Author Alice Seybold apologizes to man cleared of her 1981 rape

Culture
Author Alice Seybold apologizes to man cleared of her 1981 rape

Author Alice Seybold publicly apologized on Tuesday to the man who was exonerated last week in the 1981 rape that was the basis for her memoir Lucky and said she was struggling with the role she played “within a system that sent an innocent man to jail".

Anthony Broadwater, 61, was convicted in 1982 of raping Sebold when she was a student at Syracuse University. He served 16 years in prison. His conviction was overturned on November 22 after prosecutors re-examined the case and determined there were serious flaws in his arrest and trial.

Sebold, the author of the novels The Lovely Bones and The Almost Moon, wrote to Broadwater that she was truly sorry for what he'd been through. “I am sorry most of all for the fact that the life you could have led was unjustly robbed from you, and I know that no apology can change what happened to you and never will,” she wrote.

She wrote that “as a traumatised 18-year-old rape victim, I chose to put my faith in the American legal system. My goal in 1982 was justice – not to perpetuate injustice. And certainly not to forever, and irreparably, alter a young man’s life by the very crime that had altered mine."

In a statement issued by his lawyers, Broadwater said he was “relieved that she has apologised". He went on, “It must have taken a lot of courage for her to do that. It’s still painful to me because I was wrongfully convicted, but this will help me in my process to come to peace with what happened.”

Sebold wrote in 1999's Lucky of being raped and then spotting a black man in the street several months later who she believed was her attacker. Sebold, who is white, went to police. An officer said the man in the street must have been Broadwater, who had supposedly been seen in the area.

After Broadwater was arrested, Sebold failed to identify him in a police line-up, picking a different man as her attacker because she was frightened of “the expression in his eyes.”

But prosecutors put Broadwater on trial anyway. He was convicted based largely on Sebold identifying him as her rapist on the witness stand and testimony that microscopic hair analysis had tied him to the crime. That type of analysis has since been deemed junk science by the US Department of Justice.

Broadwater, who was released from prison in 1998, said last week he was crying “tears of joy and relief” after his conviction was overturned by a judge in Syracuse.

Publisher Simon & Schuster and its imprint Scribner said they had ceased distribution of Lucky in all formats and were working with the author to consider how it might be revised.

Sebold, who has not previously commented on Broadwater's exoneration, said: “I am grateful that Mr Broadwater has finally been vindicated, but the fact remains that 40 years ago, he became another young black man brutalised by our flawed legal system. I will forever be sorry for what was done to him."

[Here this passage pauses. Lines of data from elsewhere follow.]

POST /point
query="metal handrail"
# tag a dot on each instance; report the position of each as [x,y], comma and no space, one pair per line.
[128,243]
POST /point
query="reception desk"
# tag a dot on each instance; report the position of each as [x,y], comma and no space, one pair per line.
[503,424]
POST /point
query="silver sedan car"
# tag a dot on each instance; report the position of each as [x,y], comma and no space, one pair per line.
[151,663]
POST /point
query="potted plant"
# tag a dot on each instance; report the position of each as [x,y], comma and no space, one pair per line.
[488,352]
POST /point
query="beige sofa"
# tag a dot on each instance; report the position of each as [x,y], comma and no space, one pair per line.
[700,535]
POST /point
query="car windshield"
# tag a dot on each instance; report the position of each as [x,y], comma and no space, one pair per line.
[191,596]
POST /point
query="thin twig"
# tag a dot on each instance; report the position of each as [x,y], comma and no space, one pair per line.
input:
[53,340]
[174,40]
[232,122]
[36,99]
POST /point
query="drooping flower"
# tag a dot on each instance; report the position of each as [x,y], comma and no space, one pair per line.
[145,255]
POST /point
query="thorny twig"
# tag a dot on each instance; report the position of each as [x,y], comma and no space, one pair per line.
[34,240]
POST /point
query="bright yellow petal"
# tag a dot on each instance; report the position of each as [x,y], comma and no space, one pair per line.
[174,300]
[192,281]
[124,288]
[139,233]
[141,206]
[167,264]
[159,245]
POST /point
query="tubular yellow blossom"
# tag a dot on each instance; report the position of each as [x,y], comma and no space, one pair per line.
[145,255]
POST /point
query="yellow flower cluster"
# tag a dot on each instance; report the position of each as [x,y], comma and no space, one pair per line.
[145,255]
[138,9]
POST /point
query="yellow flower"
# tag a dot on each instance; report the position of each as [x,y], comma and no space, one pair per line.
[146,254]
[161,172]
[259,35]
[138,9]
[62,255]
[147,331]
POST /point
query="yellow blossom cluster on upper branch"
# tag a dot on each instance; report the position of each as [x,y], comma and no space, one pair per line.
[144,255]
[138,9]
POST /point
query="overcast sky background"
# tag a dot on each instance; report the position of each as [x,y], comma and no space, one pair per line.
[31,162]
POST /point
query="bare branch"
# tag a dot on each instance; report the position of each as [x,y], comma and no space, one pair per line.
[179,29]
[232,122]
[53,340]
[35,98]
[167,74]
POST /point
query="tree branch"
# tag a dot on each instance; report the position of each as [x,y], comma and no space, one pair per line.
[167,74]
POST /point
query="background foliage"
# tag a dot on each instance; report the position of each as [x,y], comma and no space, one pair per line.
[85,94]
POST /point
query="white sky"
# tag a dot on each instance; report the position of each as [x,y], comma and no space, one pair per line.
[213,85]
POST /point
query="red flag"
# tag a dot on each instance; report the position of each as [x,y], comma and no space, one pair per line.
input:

Broadwater remained on New York’s sex offender registry after he was released from prison and has worked as a rubish hauler and a handyman.

“It has taken me these past eight days to comprehend how this could have happened," said Sebold, now 58. "I will continue to struggle with the role that I unwittingly played within a system that sent an innocent man to jail. I will also grapple with the fact that my rapist will, in all likelihood, never be known, may have gone on to rape other women, and certainly will never serve the time in prison that Mr Broadwater did.”